Donald Trump, fresh off his victory in the Iowa caucuses, turned up at federal court in Manhattan on Tuesday for jury selection at writer E. Jean Carroll’s second trial against the former president.

The former president, wearing a navy blue suit and a bright red tie, took his seat at the defense table around 9:30 a.m., sitting less than 10 feet behind Carroll and her legal team. He wasn’t in court an hour when more defamatory remarks went up on his Truth Social account about Carroll, claiming she was trying to extort him and had fabricated the assault, among other highly disparaging comments.

He also trashed Manhattan federal court Judge Lewis Kaplan as a “Clinton-appointed” judge “unable to see clearly because of his absolute hatred of Donald J. Trump (ME!).” It wasn’t clear who published the tweets. Trump is not supposed to have his phone inside the courthouse.

Jurors will be asked to determine how much Trump owes Carroll for defamatory comments he made in June 2019 after she first accused him of assaulting her in a Bergdorf Goodman changing room in the 1990s in an excerpt of her book “What Do We Need Men For? A Modest Proposal.” Then-President Trump, at the time, infamously said he didn’t do it because Carroll was not his “type” and accused her of fabricating the incident to sell her book.

In September, Kaplan ruled that Trump was liable for defamation as the comments were substantially the same as post-presidency remarks jurors determined were defamatory at Carroll’s first trial against Trump in May, ordering him to shell out $5 million. The jury also found him liable for sexual assault.

The defamation case on trial, which was filed years before the one Trump lost last year, was bogged down incessantly by his appeals, arguing he couldn’t be sued for things he said when he was president. Carroll is seeking at least $10 million.

Judge Kaplan had little patience for Trump’s lawyers after he took the bench, and they objected to a nonexistent gag order and complained that they did not know who Carroll was calling as a witness. The judge pointed out they’d had the witness list for months.
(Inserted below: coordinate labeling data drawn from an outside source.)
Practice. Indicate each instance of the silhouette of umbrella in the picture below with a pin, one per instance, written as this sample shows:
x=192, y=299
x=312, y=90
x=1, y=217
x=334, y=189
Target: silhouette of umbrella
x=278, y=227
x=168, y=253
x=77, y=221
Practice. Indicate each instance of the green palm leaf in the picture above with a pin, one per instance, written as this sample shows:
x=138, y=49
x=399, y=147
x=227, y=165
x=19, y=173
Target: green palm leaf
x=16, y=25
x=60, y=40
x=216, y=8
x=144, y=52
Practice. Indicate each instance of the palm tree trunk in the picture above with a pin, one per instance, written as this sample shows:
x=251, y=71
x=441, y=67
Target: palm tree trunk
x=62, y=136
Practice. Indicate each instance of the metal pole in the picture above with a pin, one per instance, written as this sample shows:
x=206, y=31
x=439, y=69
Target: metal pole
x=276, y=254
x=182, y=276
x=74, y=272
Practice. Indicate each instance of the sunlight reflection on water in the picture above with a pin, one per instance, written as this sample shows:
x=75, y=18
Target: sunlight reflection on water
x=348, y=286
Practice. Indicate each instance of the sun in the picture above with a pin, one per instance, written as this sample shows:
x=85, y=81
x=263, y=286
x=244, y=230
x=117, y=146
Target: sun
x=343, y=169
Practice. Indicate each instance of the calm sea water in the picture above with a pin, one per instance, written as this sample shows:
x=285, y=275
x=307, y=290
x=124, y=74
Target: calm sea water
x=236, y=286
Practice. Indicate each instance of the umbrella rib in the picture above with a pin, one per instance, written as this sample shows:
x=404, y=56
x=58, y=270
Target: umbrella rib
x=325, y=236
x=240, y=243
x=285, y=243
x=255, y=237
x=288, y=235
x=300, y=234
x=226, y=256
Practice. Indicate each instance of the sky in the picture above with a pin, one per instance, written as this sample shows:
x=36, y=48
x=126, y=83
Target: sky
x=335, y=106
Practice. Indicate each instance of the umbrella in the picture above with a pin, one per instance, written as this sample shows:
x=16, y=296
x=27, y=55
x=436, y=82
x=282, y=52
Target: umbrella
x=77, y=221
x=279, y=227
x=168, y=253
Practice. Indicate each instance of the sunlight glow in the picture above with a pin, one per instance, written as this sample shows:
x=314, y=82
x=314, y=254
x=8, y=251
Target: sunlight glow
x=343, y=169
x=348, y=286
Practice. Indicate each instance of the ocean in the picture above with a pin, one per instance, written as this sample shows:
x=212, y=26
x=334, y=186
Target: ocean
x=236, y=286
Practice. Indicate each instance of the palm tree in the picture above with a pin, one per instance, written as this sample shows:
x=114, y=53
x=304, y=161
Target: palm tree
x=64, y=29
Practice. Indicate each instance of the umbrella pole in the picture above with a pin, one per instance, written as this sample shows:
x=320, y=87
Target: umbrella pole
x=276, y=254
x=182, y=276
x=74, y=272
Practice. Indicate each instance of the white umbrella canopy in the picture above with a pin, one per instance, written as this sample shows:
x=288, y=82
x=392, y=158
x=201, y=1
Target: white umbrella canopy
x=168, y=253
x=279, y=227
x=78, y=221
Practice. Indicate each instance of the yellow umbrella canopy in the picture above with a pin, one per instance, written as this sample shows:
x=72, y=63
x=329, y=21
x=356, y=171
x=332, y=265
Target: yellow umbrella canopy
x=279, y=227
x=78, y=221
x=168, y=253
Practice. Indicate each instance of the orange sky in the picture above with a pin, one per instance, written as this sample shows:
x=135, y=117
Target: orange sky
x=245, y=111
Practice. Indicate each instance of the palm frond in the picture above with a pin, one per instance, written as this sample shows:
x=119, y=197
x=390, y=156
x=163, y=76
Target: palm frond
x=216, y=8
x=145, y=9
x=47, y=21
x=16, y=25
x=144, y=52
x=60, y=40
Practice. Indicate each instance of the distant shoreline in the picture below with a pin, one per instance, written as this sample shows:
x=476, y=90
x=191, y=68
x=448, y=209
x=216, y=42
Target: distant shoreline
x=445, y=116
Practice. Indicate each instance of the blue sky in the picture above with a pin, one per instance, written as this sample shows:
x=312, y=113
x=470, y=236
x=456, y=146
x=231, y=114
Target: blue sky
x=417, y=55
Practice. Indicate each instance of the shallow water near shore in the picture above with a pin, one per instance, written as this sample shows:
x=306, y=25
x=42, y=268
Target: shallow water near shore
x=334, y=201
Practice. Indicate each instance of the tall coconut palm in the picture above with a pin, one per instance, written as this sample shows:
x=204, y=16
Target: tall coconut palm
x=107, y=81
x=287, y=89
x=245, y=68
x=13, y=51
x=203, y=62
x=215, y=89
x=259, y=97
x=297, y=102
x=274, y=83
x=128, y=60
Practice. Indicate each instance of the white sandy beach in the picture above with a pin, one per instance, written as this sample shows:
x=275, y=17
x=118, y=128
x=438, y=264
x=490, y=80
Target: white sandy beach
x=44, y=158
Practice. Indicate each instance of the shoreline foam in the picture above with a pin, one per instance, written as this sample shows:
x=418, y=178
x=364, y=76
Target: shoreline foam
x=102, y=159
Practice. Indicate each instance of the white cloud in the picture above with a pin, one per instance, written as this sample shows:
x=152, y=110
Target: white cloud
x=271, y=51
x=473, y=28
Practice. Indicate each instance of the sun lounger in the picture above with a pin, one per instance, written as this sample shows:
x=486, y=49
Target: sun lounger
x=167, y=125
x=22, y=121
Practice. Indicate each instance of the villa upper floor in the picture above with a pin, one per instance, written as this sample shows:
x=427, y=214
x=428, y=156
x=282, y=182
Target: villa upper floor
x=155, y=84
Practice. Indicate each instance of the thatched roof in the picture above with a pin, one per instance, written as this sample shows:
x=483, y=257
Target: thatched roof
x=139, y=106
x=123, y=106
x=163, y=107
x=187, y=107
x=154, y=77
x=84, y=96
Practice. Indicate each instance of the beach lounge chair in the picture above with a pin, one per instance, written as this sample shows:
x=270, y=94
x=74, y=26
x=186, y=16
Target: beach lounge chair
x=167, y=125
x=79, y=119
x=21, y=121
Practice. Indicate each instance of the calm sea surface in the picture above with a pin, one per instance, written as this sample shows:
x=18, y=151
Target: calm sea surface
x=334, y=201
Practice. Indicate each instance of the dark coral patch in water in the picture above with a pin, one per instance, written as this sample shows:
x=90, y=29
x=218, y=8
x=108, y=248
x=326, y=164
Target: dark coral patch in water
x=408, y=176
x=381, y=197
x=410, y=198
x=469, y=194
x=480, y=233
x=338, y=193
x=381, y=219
“I don’t know what you’re talking about, counselor; there’s no gag order,” the judge added, repeating the standard instruction of not to discuss the case in front of jurors or prospective jurors.

Habba also complained about the judge’s refusal to push back the trial a week on account of the death of Trump’s mother-in-law. Kaplan said Sunday he would allow Trump to testify next week even if the parties have finished their cases.

Trump’s legal team plans to call him as a witness, and Carol Martin, a friend of Carroll’s, who testified at the first trial. Martin was one of two friends Carroll confided in about the assault decades ago.